Stefan Jakob Wimmer. (Foto: Florian Peljak)

Wimmer zeigte sich enttäuscht über Teile des Publikums. Es sei doch eigentlich ums Aushalten anderer Positionen gegangen. Als er erklärte, dass Gronichs Security die Atmosphäre als aggressiv wahrgenommen habe, reagierte das Publikum mit lautem Lachen. „Es ist nicht zum Lachen“, rief Wimmer, man müsse dieses Empfinden ernst nehmen.

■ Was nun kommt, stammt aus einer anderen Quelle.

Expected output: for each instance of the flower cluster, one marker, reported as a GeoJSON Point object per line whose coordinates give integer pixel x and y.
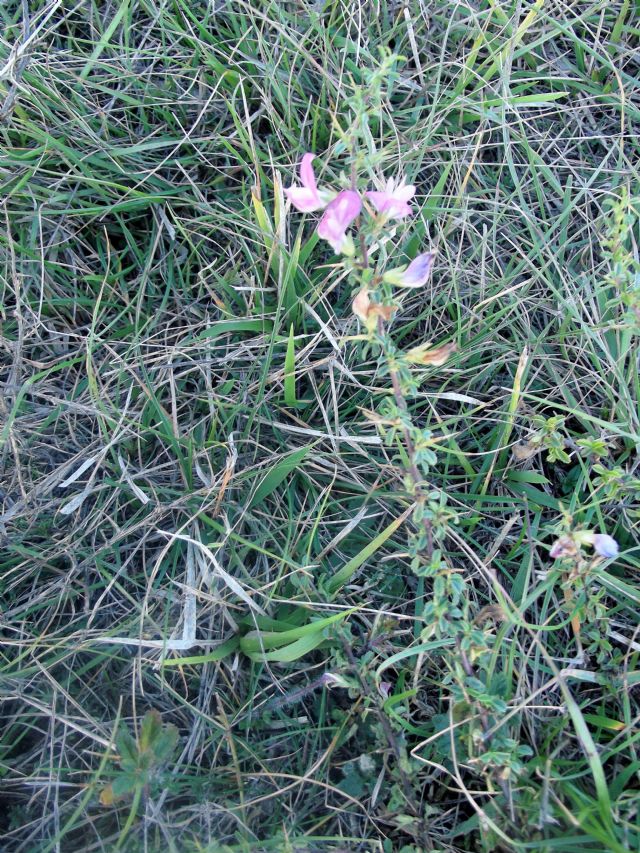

Die Polizei war mit zwei Beamten anwesend, erklärt ein Polizeisprecher auf SZ-Anfrage und schildert deren Wahrnehmung: Als „emotional“ könne man die Stimmung bezeichnen, „zu keiner Zeit jedoch als aggressiv oder bedrohlich“. Die Appelle der Saalordner, sich zu mäßigen, hätten gefruchtet, „sodass weit überwiegend Ruhe im Saal war“. Das Weggehen Gronichs beruhe „nicht auf Aufforderung oder Zuraten der Polizeibeamten“.

Auch an diesem Abend zeigte sich, was Stefan Jakob Wimmer als „DNA“ des Israel-Palästina-Konflikts und „einseitige Lagersolidarisierung“ beschrieb: Die eigene Seite habe immer recht, und: „Die andere Seite macht alles falsch.“ Trotz dieser Polarisierung begrüßten viele Besucher, dass solch ein Podium versucht wurde. Ein Gast, der am Mikrofon Verständnis für die Reaktion Gronichs äußerte, sagte, er wünsche sich weitere Veranstaltungen dieser Art. Dann solle man über das Zusammenleben in München angesichts des Nahost-Konflikts reden.